Shares of PowerSchool, which has a market capitalization of about $4.1 billion, jumped as much as 27% in early trading on Wednesday morning after the Wall Street Journal reported on the company’s talks with Bain.

A deal for PowerSchool would come at a time when private equity-led buyouts are showing signs of a pickup, following a slowdown last year due to high interest rates that made debt financing for leveraged buyouts more expensive.

Earlier this week, a private equity consortium led by Clearlake Capital and Francisco Partners agreed to acquire the software integrity unit of chip designer Synopsys for $2.1 billion.

PowerSchool, which is headquartered in Folsom, California, provides cloud-based software for K-12 education in North America.

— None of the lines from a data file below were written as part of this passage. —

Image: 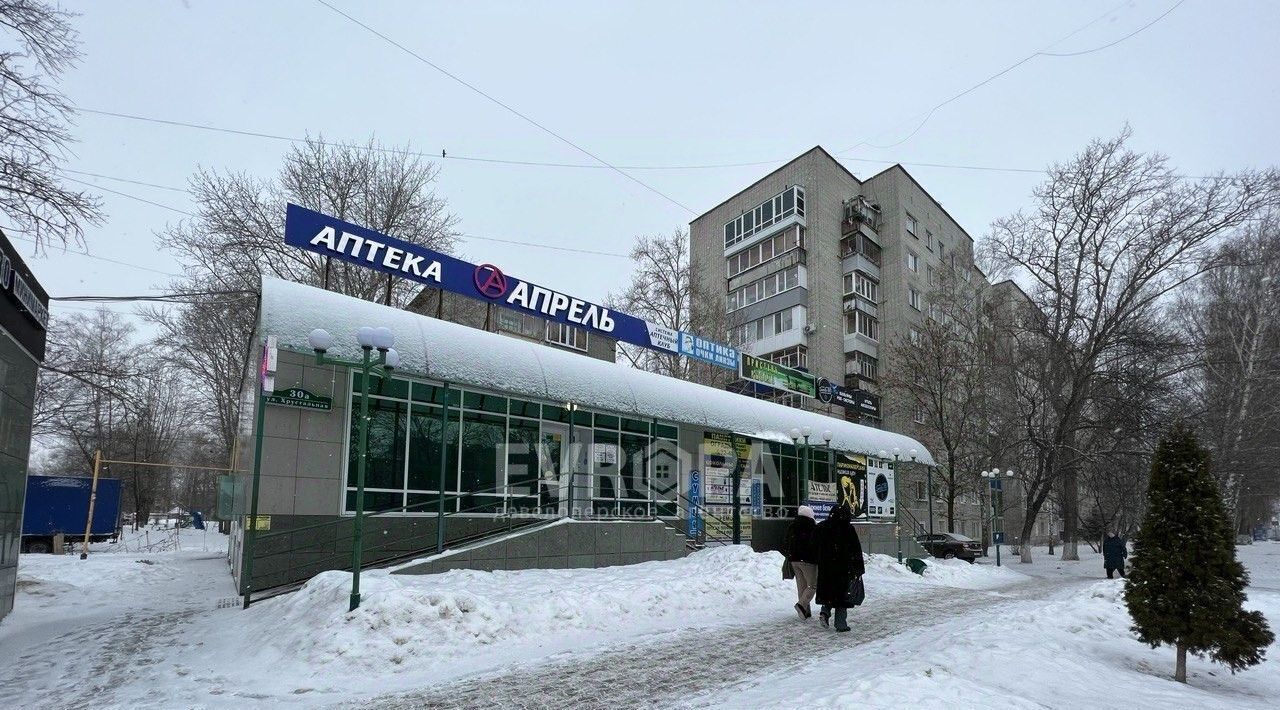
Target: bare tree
[148,138,457,461]
[0,0,101,251]
[1184,212,1280,532]
[984,128,1280,559]
[884,269,995,530]
[605,229,731,385]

It was unofficially started by Greg Porter as a teenager when he developed record-keeping software at his high school in 1983. The school in California paid Porter and his friend $350 for the program.

Fourteen years later, Porter sold the first version of PowerSchool Student Information System. In 2001, it was acquired by Apple, before its ownership changed hands again in 2006 when it was taken over by Pearson.

Private equity firm Vista Equity Partners acquired the company in 2015 and a few years later, buyout firm Onex invested in the company. The two firms still hold significant stakes in PowerSchool, which listed its shares in New York in 2021.

The company now has customers in more than 90 countries and its software is used by more than 50 million students globally, according to its website.